The website allows interested gamers to play instantly directly through their web browsers, KUSA News in Denver explained. However, the curators of the archive note that the programs could have some bugs in them, and they are asking for feedback from the online community.

“I really worked hard to have only fully-functioning programs up, or at least, programs that gave viable, useful feedback,” software curator Jason Scott explained earlier this week in a blog post. “Some of them will still fall over and die, and many of them might be weird to play in a browser window, and of course you can’t really save things off for later… But on the whole, you will experience some analogue of the MS-DOS program, in your browser, instantly.”

“Enjoy the games,” he added. “Play a few programs, note how you get around to things, and talk about what works and what doesn’t work for you. There’s a feedback button – use it. The goal is that you will be able to do everything you can do with the old interface with the new, but that you’ll have so much more happening on the new one.”

Scott also said that most of the titles will remain in the archive, while others will eventually be pulled, changed or replaced. He added that the no-plugin-required, play-in-browser interface is unique and that getting things up and running has required a lot of effort – effort that wouldn’t be worth it unless the gaming community tries out the game and offers their feedback.

While PC World calls it “the most consumer-friendly way to use DOSBox so far,” the website also pointed out the elephant in the room: will gaming companies allow the library to stay intact?

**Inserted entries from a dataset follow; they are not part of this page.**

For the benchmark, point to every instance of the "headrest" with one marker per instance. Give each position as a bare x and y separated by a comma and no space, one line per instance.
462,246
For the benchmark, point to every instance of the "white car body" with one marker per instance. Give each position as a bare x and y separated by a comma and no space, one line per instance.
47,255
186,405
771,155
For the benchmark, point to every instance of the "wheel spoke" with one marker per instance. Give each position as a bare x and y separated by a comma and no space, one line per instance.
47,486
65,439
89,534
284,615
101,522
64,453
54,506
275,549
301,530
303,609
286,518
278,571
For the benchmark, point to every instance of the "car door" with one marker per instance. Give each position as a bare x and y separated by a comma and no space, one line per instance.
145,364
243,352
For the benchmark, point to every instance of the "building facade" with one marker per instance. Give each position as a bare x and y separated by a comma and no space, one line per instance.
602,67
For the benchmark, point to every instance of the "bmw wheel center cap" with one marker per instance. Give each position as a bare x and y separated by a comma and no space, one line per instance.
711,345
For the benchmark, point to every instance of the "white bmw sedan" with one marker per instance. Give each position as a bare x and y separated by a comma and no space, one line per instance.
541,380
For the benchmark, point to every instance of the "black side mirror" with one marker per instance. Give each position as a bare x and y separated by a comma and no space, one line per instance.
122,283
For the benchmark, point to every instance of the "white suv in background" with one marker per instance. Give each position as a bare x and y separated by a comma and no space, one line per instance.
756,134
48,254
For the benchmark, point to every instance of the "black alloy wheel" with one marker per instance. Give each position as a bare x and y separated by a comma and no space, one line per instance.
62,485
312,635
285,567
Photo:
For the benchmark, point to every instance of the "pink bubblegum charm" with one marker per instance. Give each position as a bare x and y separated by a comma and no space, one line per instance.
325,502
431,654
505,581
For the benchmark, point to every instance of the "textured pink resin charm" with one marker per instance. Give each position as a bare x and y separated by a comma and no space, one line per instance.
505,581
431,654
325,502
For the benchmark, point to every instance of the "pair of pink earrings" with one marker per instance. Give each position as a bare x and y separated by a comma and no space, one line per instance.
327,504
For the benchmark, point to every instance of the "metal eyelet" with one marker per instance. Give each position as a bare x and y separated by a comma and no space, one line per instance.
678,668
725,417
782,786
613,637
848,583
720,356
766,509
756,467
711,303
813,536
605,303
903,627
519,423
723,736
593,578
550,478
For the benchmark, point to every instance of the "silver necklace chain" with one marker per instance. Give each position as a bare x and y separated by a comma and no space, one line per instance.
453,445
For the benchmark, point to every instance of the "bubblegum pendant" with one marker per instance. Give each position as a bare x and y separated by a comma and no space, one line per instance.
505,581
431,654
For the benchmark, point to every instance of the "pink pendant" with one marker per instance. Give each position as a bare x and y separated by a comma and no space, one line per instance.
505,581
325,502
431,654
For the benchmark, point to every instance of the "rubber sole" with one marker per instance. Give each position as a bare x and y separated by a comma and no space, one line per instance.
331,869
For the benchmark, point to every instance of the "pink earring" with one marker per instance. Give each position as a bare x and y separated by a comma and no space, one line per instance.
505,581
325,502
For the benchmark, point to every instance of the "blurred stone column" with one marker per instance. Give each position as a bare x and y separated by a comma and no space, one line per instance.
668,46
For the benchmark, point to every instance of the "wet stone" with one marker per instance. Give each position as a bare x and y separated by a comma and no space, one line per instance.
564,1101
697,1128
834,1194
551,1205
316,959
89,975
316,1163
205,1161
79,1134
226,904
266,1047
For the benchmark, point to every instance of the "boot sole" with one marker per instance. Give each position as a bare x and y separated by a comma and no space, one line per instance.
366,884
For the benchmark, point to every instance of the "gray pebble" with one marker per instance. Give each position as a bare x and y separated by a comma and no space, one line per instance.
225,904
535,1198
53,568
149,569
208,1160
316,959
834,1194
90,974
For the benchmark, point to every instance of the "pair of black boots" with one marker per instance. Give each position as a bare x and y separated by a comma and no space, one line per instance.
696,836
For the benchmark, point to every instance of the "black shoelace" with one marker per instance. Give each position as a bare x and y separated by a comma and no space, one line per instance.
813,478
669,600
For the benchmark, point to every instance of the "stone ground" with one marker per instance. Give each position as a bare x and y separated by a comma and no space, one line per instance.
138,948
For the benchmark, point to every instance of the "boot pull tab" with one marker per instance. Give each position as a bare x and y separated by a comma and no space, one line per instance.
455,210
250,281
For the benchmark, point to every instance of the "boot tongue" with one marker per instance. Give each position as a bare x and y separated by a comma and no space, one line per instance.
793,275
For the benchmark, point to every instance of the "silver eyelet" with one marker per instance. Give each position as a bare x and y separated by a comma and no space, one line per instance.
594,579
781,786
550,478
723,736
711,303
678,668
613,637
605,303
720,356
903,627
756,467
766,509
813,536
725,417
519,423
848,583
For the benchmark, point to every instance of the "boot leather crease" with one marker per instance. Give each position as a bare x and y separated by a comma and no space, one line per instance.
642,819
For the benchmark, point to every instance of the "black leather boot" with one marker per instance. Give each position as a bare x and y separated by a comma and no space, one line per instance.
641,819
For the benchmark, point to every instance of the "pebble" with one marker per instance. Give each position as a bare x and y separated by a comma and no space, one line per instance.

While some of the MS-DOS titles qualify as abandonware, and are thus in an emulation-related grey area, others are still being marketed by companies that could pursue legal action.

Thus far, 4D Prince of Persia has been the most downloaded title, with more than 81,000 copies having been enjoyed as of early Thursday morning. The original Prince of Persia is second with over 79,000 downloads, followed by Stunts with over 60,000 and Wolfenstein 3D and Lemmings 2 – The Tribes, each of which has been downloaded more than 38,000 times thus far.

“The MS-DOS project is likely to see similar popularity to the console experiment,” the Washington Post said. “Although this isn’t the first time some of these games have made it into a playable browser format, the Internet Archive’s undertaking is an unprecedented work of interactive preservation.”